At [54], her Honour said that two of the cases on which the applicants relied in their submissions (Malass v Strathfield Municipal Council [2022] NSWLEC 116 and Council of the City of Sydney v Li [2012] NSWLEC 156) did not assist the applicants; noting that, in the first, the defendant had pleaded guilty to contempt before the order for access was made and the party seeking the order was a local council acting as a regulatory authority (and privilege against self-exposure to penalty was not there raised) and, in the second, this was not a contempt proceeding.
At [55], her Honour said that, on the first respondent's evidence, "the extent of the work undertaken in relation to the Northern Slab appeared clearer than the extent of the work undertaken on the Southern Slab".
Her Honour also said (at [55]) that the existence of "a factual dispute … on the evidence is not decisive given this occurs in many cases" and that expert evidence would not necessarily be required to determine the nature of the obligations imposed by the court (as to what "demolish" requires). Her Honour said (seemingly in direct response to a submission that had been put to her by the applicants - see below) that "[r]elieving the Court of the burden of making factual findings is irrelevant to whether an order for access ought be made" ([56]). Her Honour said that the circumstance that the first respondent's defence was not known until his affidavit was filed (this presumably having been raised by the applicants as negativing the complaint as to delay) was not persuasive "given the obligation on the mover of contempt proceedings to prove their case" ([56]).
During submissions, what was put to her Honour on behalf of the applicants was that:
…the controversy as to the demolition of the slabs can be quelled by inspection by an expert, with a paramount duty to the Court. It may avoid the need for further evidence or a view by the Court in any contempt proceedings. The evidence that we'd seek to rely upon, a report by Mr Manning as to the extent of the demolition, should conclusively determine the state and the extent of the construction or demolition, and should otherwise relieve the Court of the burden of determining those issues on contested evidence [my emphasis]

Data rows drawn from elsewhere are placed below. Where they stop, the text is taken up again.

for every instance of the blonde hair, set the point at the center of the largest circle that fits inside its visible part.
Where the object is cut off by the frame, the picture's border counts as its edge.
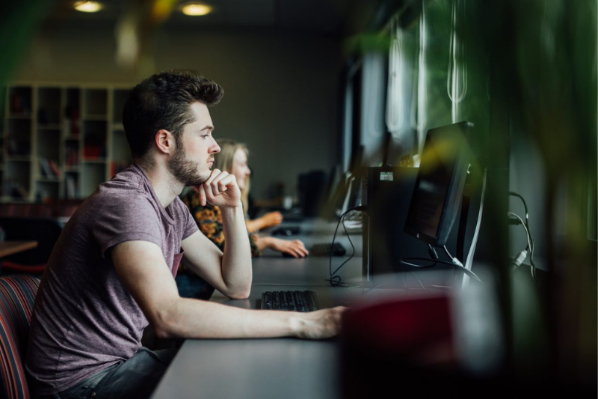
(224, 161)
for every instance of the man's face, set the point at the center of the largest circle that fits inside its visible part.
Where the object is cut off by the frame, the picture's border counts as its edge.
(195, 149)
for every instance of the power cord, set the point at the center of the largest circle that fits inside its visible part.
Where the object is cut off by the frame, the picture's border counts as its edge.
(521, 257)
(454, 262)
(530, 242)
(333, 279)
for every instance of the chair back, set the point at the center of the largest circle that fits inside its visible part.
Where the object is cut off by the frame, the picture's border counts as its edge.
(17, 294)
(43, 230)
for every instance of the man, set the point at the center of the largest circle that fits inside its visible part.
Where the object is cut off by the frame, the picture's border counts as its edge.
(112, 269)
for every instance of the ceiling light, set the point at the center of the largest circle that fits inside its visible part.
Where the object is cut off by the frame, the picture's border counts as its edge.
(196, 9)
(88, 6)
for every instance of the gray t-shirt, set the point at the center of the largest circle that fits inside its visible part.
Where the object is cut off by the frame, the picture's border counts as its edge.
(84, 319)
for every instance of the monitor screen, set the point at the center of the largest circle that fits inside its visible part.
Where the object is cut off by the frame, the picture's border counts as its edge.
(439, 184)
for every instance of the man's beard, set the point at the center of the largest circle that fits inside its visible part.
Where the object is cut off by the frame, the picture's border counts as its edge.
(184, 170)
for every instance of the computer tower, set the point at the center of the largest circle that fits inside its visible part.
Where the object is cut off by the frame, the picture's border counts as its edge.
(387, 195)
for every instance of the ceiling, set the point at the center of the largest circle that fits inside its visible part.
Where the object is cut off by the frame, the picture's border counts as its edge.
(303, 16)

Pausing here, the applicants contend that the statements by her Honour at [55]-[56] as to the existence of a factual dispute not being decisive and as to the irrelevance of relieving the Court of the burden of making factual findings constitute a critical error of principle and a misunderstanding of the central purpose of the power (their proposed ground 1(a)); and they contend that, insofar as her Honour proceeded on the basis that the applicants needed to prove contempt beyond reasonable doubt ([53]), this was an irrelevant consideration (proposed ground 1(b)).

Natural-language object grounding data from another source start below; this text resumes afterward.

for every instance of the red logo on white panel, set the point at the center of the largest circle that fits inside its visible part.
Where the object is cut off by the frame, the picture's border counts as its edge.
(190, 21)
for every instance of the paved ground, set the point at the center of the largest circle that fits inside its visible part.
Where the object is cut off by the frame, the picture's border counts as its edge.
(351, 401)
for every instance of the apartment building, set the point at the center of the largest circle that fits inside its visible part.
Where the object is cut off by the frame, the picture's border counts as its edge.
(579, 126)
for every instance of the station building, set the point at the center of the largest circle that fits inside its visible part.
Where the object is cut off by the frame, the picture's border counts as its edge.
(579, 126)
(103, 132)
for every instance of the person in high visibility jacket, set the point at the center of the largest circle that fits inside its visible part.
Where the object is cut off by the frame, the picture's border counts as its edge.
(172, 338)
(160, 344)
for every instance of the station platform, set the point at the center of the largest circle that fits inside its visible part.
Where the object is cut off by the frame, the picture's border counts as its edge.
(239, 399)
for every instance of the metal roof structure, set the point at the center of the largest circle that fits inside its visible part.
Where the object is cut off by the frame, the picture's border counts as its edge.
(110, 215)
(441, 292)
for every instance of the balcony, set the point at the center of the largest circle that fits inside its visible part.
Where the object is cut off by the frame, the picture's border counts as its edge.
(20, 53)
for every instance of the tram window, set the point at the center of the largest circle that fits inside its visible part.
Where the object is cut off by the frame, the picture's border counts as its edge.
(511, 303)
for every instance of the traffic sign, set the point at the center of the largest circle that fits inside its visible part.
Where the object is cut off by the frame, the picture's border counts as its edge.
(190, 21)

At [57], her Honour said that the application to rely on expert evidence under r 31.19 of the UCPR was made late "not being done formally in court until revised orders in the contempt proceedings were provided in the course of the hearing of the notice of motion for access". (The applicants contend this was also an irrelevant consideration, arguing that the access motion implicitly sought such leave - see proposed ground 1(b)).
At [58]-[59], her Honour addressed a submission that had been made by the first respondent as to the common law presumption of privacy of use of property, saying that the application of this presumption was wider than the literal circumstance of the first respondent's personal privacy; and as to the related common law right of quiet enjoyment of property. Her Honour considered that the effect "if any" of the orders on the first respondent's privacy did not assist the applicants; and that it was immaterial that no reason had been given for refusing access to an expert nor did the first respondent have to provide any evidence to support his refusal.
Her Honour considered that the applicants' submissions did not take into account that these are adversarial contempt proceedings between neighbours (a factor that the applicants say is also an irrelevant consideration but that the first respondent here suggests might have been referable to the question of their standing); and that the first respondent had no obligation to co-operate with the applicants (that being the unstated assumption which her Honour considered underpinned some of the applicants' submissions) ([60]).
Stating that the applicants had to prove contempt in civil proceedings, the outcome of which could result in penalty and imprisonment in worst cases, her Honour said at [60] that she was "inclined" not to make the orders sought "for the reasons … already identified".
It can be seen from the above that, up to this point, the reasons identified by the primary judge appear to be: that there was no analogous case including in relation to the operation of the privilege against self-exposure to a penalty ([54]); that the existence of a factual dispute was not decisive and expert evidence would not necessarily be required to resolve any contention as to what the orders required by way of demolition ([55]); that relieving the court of the burden of fact-finding was irrelevant ([56]); that the application to rely on expert evidence had been made late ([57]); that the first respondent had the benefit of the common law presumption of privacy and the related common law right of quiet enjoyment of property ([58]-[59]); and that these were adversarial contempt proceedings between neighbours in which the applicants had to prove contempt ([60]).
Her Honour then turned to the privilege against self-exposure to penalty (see from [61]), saying that no authority considering the application of that privilege in relation to an application under r 23.8 of the UCPR had been identified by the parties. Her Honour considered, on balance, that the cases referred to by the first respondent (including Sorby v Commonwealth (1983) 152 CLR 281 at 318-319; [1983] HCA 10 (Sorby)) supported a finding that the privilege (against self-exposure to a penalty) should apply in civil proceedings for contempt (accepting that at that point it was unknown if criminal contempt would be alleged) ([64]).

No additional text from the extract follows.